PiS chce pozbawić samorządy organizacji wyborów? Częściowo już to zrobił


Profesor Krystyna Pawłowicz zasugerowała konieczność ograniczenia roli samorządów w organizacji wyborów. Ujawniła na Twitterze, że przygotowywany jest projekt ustawy w tej sprawie. Lecz nowelizacja Kodeksu wyborczego zabrała już samorządom część kompetencji przy organizacji wyborów - a zdaniem prawników bez pomocy gmin nie uda się przeprowadzić ogólnokrajowego głosowania.

W wyborczą niedzielę 29 czerwca prof. Krystyna Pawłowicz - była posłanka Prawa i Sprawiedliwości, dziś sędzia Trybunału Konstytucyjnego - napisała na Twitterze: "Jest podobno projekt, by organizację wyborów, wszystkich, odebrać samorządom i by powołać odrębną służbę-administrację wyborczą, która podlegałaby centralnym władzom państwa. Uniezależniłoby to wybory od lokalnych układów".
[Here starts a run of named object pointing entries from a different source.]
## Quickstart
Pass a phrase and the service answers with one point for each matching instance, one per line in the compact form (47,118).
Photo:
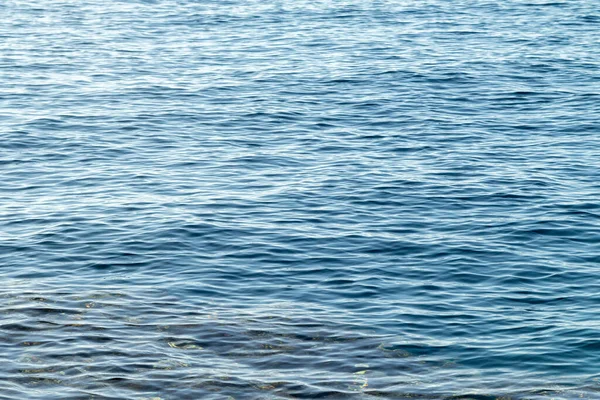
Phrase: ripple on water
(308,199)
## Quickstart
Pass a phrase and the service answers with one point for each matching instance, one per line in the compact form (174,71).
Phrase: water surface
(294,200)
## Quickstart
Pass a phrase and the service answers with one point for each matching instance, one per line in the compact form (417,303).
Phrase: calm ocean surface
(353,199)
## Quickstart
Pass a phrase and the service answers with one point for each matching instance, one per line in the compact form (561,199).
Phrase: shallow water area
(288,200)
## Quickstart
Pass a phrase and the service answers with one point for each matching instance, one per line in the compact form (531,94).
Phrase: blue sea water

Prawnicy, których Konkret24 prosił o opinię, twierdzą, że obecnie bez wsparcia samorządów ani Państwowa Komisja Wyborcza, ani Krajowe Biuro Wyborcze nie są w stanie zorganizować i przeprowadzić ogólnokrajowych wyborów. Ponadto przypominają, że dwa lata temu większość sejmowa PiS uchwaliła ustawę, która zabrała samorządom część kompetencji przy organizacji wyborów.

28.03.2020 | Zmiany w Kodeksie wyborczym pod osłoną "tarczy antykryzysowej"
28.03.2020 | Zmiany w Kodeksie wyborczym pod osłoną "tarczy antykryzysowej"Fakty TVN

Od "jest projekt"do "propozycja jedna z wielu"

Wpis prof. Krystyny Pawłowicz o tym, że "jest podobno projekt" ograniczenia roli samorządów w organizacji wyborów, podał dalej tego samego dnia na Twitterze radny Koalicji Obywatelskiej w Koszalinie Błażej Papiernik. Skomentował go następująco: "Polska 2020 r. Kraj, w którym 'sędzia' Trybunału Konstytucyjnego wie o projekcie ustawy ograniczającej władzę niezależnym samorządom. Warto przemyśleć - tego chcemy? Czy posłowie opozycji mogą zainteresować się tematem?".

Z kolei Wiktor Antolak napisał: "Krystyna Pawłowicz właśnie się wygadała, że jak się nam tym razem nie powiedzie, to następnych wolnych wyborów nie będzie".

Wpis na Twitterze Wiktora AntolakaTwitter.com

Godzinę po tych komentarzach prof. Krystyna Pawłowicz poinformowała na Twitterze: "Projektu jeszcze nie ma, to propozycja, jedna z wielu".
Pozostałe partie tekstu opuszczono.